I’ve always lived within a 30-minute drive to water.
Growing up in Southern California, my mother would take us to the beach any chance she could. Sandy sandwiches and a few shovels at Seal Beach made cheap and cheerful entertainment for me and my younger sisters. In high school, friend’s and I would hitch rides to the beach when we ditched school or on a Saturday night gather blankets and wood for a bonfire at Huntington Beach.
In my late twenties I lived in Portland, Oregon and got to know the Willamette and Columbia Rivers well, running along the paths or hiking the trails that ran parallel to the silvery water.
And now, where I live in Seattle, I am surrounded by water. To the west Elliot Bay reflects the skyscrapers of downtown. To the north Lake Union lies in the shadow of the Space Needle. And to the east, Lake Washington, the state’s second largest freshwater lake. This is the body of water nearest my home. I walk or drive to it often and during the depths of shutdowns, I ran to it each morning to watch the sun rise, to make certain it did.
I have a deep connection with each of these bodies of water. Not from swimming in their depths, (this inner-city kid never learned to swim, but that is another story) but from gazing out from shore. As a child, the Pacific Ocean sparkled, and I imagined millions of diamonds bobbing on its surface. I looked out to the sea and whispered a prayer that a whale would surface at the exact moment was watching.
The Columbia River healed me as I aimlessly hiked its trails the year after a tough break up. Each time I resurfaced from the forest, the River was there to greet me, to reward me for surviving another brutal hike, another painful day, until neither were difficult anymore.

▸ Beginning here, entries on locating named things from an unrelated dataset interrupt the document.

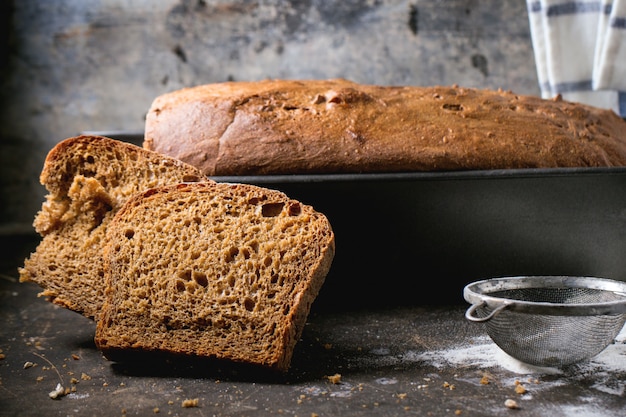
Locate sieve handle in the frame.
[465,303,508,323]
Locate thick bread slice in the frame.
[95,183,335,371]
[143,79,626,176]
[19,136,204,318]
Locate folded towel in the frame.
[527,0,626,117]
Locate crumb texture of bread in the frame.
[143,79,626,176]
[19,135,204,318]
[95,183,335,371]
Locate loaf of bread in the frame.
[19,136,208,318]
[143,79,626,176]
[95,182,335,371]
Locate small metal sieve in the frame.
[463,276,626,367]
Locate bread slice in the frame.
[95,183,335,371]
[19,136,204,318]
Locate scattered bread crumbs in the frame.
[504,398,519,410]
[326,374,341,384]
[182,398,199,408]
[48,383,65,400]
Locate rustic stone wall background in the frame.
[0,0,539,234]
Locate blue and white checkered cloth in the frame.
[526,0,626,117]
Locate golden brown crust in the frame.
[144,79,626,175]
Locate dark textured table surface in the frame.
[0,237,626,417]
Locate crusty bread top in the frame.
[19,135,206,318]
[96,183,334,371]
[144,79,626,175]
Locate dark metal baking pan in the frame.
[90,132,626,308]
[208,168,626,307]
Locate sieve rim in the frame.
[463,275,626,321]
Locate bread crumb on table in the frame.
[504,398,519,410]
[326,374,341,384]
[48,383,65,400]
[182,398,199,408]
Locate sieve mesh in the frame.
[466,277,626,367]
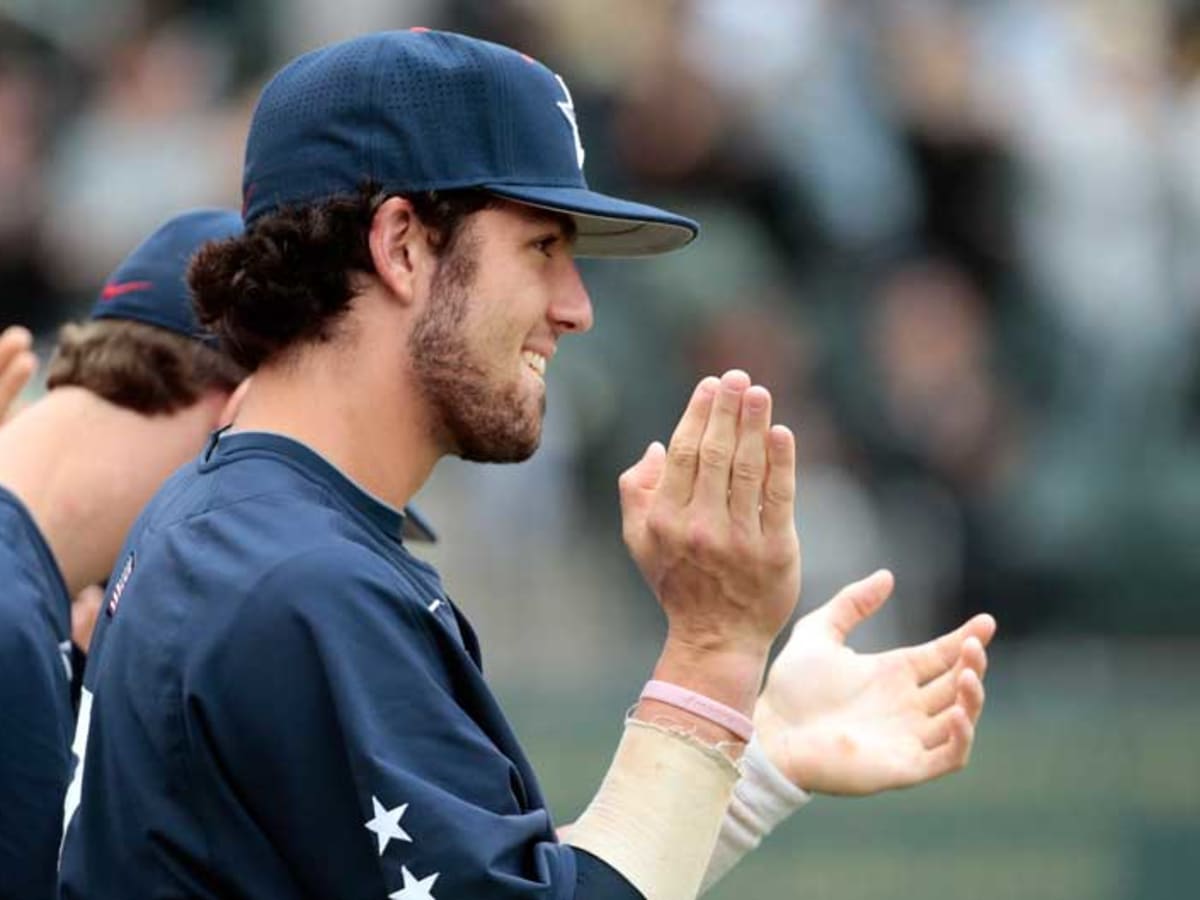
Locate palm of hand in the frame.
[755,574,995,796]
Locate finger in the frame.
[730,385,770,532]
[959,668,986,725]
[0,350,37,421]
[920,636,988,715]
[617,440,667,510]
[762,425,796,534]
[0,325,34,368]
[818,569,897,643]
[692,368,750,512]
[901,614,996,684]
[659,376,720,506]
[924,706,974,781]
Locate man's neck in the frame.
[234,347,442,509]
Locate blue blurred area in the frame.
[0,0,1200,900]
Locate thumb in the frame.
[817,569,895,643]
[619,440,667,500]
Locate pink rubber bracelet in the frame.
[641,680,754,742]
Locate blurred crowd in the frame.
[0,0,1200,640]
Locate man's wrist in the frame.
[654,637,769,716]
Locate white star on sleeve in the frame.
[388,866,440,900]
[366,797,413,856]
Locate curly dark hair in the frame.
[187,185,499,371]
[46,319,246,415]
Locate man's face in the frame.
[409,203,592,462]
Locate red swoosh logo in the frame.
[100,281,154,300]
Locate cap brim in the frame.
[401,505,438,544]
[482,185,700,257]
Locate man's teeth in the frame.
[521,350,546,378]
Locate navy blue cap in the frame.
[91,209,241,343]
[242,29,700,257]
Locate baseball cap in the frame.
[91,209,241,343]
[242,29,700,257]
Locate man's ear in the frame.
[367,197,432,304]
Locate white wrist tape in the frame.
[701,738,812,893]
[566,719,739,900]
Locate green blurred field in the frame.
[499,644,1200,900]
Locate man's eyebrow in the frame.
[514,203,580,244]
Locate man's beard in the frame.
[409,233,546,462]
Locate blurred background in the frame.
[0,0,1200,900]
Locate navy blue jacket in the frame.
[61,433,637,900]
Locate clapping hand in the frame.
[755,571,996,796]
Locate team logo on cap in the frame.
[554,76,584,172]
[108,553,133,617]
[100,281,154,300]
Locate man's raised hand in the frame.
[755,571,996,796]
[0,325,37,424]
[620,370,800,667]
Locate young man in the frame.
[62,31,992,900]
[0,210,244,900]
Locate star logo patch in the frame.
[388,866,439,900]
[366,797,413,856]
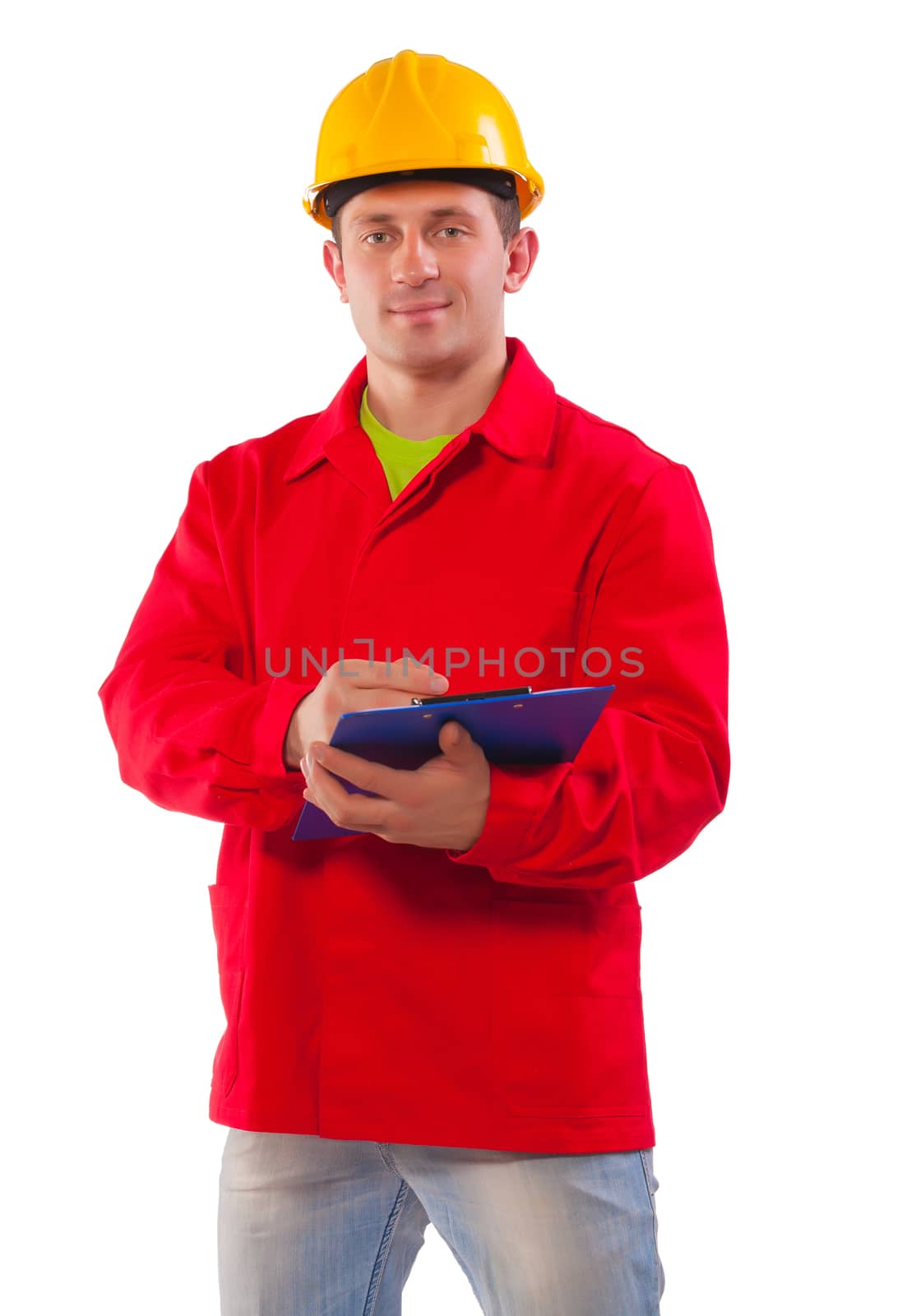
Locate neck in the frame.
[367,336,509,443]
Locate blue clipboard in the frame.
[292,686,615,841]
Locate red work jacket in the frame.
[99,338,730,1153]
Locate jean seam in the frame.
[639,1152,661,1311]
[363,1183,408,1316]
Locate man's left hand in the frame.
[303,721,490,850]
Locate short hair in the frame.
[331,192,520,257]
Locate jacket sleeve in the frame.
[446,462,730,887]
[97,462,316,831]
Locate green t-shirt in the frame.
[360,384,456,498]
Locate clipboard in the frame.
[292,686,615,841]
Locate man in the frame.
[100,50,730,1316]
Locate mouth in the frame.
[392,303,450,321]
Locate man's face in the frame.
[323,179,538,370]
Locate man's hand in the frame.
[303,721,490,850]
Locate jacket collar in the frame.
[284,338,557,482]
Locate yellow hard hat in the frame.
[303,50,544,229]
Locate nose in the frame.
[392,232,438,287]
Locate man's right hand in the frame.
[281,658,448,772]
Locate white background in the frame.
[0,0,902,1316]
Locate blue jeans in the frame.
[217,1128,664,1316]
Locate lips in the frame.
[392,301,450,316]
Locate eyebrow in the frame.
[349,206,479,229]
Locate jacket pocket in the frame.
[206,883,246,1097]
[489,891,650,1117]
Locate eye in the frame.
[363,224,463,246]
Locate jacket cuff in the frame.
[445,763,569,869]
[251,676,316,781]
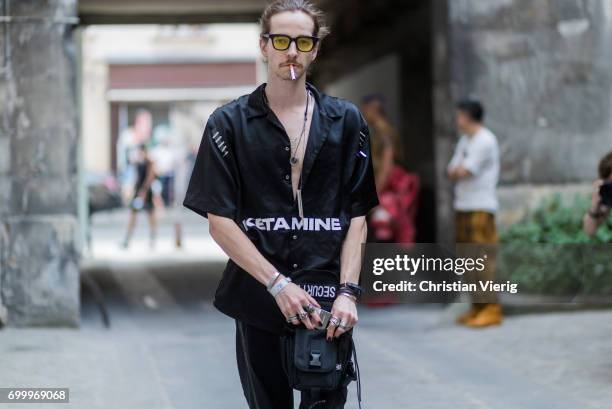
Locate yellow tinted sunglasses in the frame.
[262,34,319,53]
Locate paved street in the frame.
[0,210,612,409]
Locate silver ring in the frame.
[304,304,315,314]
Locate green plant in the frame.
[498,194,612,295]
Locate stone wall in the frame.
[0,0,79,326]
[437,0,612,234]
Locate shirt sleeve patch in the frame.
[212,131,229,158]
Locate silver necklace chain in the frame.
[289,90,310,166]
[263,89,310,166]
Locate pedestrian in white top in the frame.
[447,99,502,328]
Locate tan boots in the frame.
[457,304,503,328]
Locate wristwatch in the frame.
[338,282,363,299]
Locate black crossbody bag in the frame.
[281,275,361,408]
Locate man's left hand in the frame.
[326,295,357,340]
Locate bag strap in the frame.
[351,337,361,409]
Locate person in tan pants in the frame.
[447,99,502,328]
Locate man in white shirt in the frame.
[447,99,502,328]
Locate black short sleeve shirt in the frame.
[183,83,378,330]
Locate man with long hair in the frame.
[184,0,378,409]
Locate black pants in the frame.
[236,320,347,409]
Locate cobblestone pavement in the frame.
[0,210,612,409]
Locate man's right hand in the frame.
[275,283,321,329]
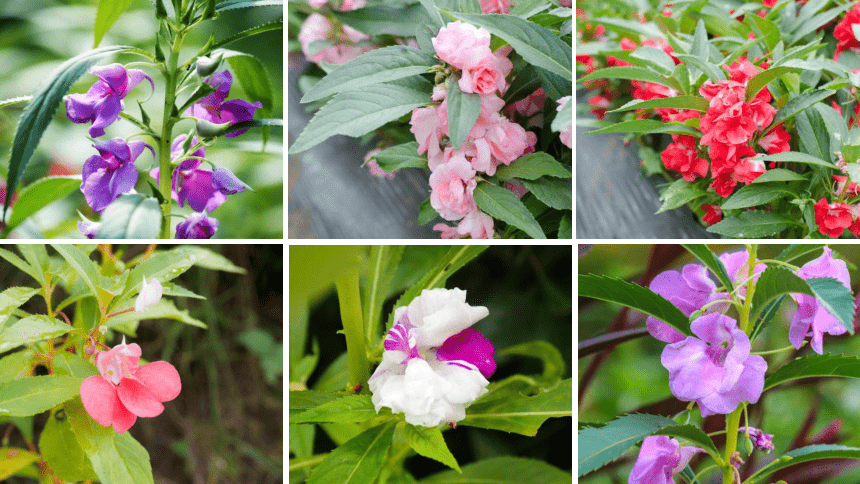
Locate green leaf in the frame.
[744,445,860,484]
[458,379,573,437]
[98,193,161,239]
[290,84,430,154]
[51,244,101,296]
[721,183,794,210]
[215,0,284,12]
[308,423,394,484]
[753,168,806,184]
[39,412,97,482]
[708,210,798,239]
[0,375,83,417]
[405,423,462,472]
[764,354,860,391]
[421,457,572,484]
[586,119,702,138]
[682,244,734,293]
[301,45,437,103]
[474,183,546,239]
[770,89,836,127]
[290,395,376,425]
[373,141,427,173]
[65,398,153,484]
[0,447,39,479]
[6,175,81,231]
[448,75,481,149]
[212,18,284,50]
[451,12,573,81]
[3,45,136,219]
[496,151,571,181]
[522,177,573,210]
[0,314,72,354]
[578,274,690,335]
[577,414,678,477]
[93,0,134,49]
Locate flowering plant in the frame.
[290,0,573,239]
[289,246,572,484]
[0,0,283,239]
[0,244,249,484]
[577,0,860,238]
[578,244,860,484]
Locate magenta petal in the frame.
[134,361,182,402]
[116,378,164,417]
[436,328,496,379]
[81,376,119,427]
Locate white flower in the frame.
[134,277,162,312]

And here in Seattle, years later, Lake Washington is mine. Its closeness and beauty and restorative powers are an overflow of all the goodness in my life. I can return to the water on a melancholy day to find it is not as bad as I thought. And I come to the water to celebrate when I sense abundance. In sunrise or sunset, storm or shine, I am enchanted that the colors are never the same. Both the sky and water churn with grey and blue, but also and often, pink and orange. And against all this vastness, against a view as splendid as this, I too am here.
I. Too. Am. Here.
The truth of this never ceases to astonish me.
Oh this is beautiful, Shemaiah....
Yup, I saw the eagle as I was recording my post yesterday.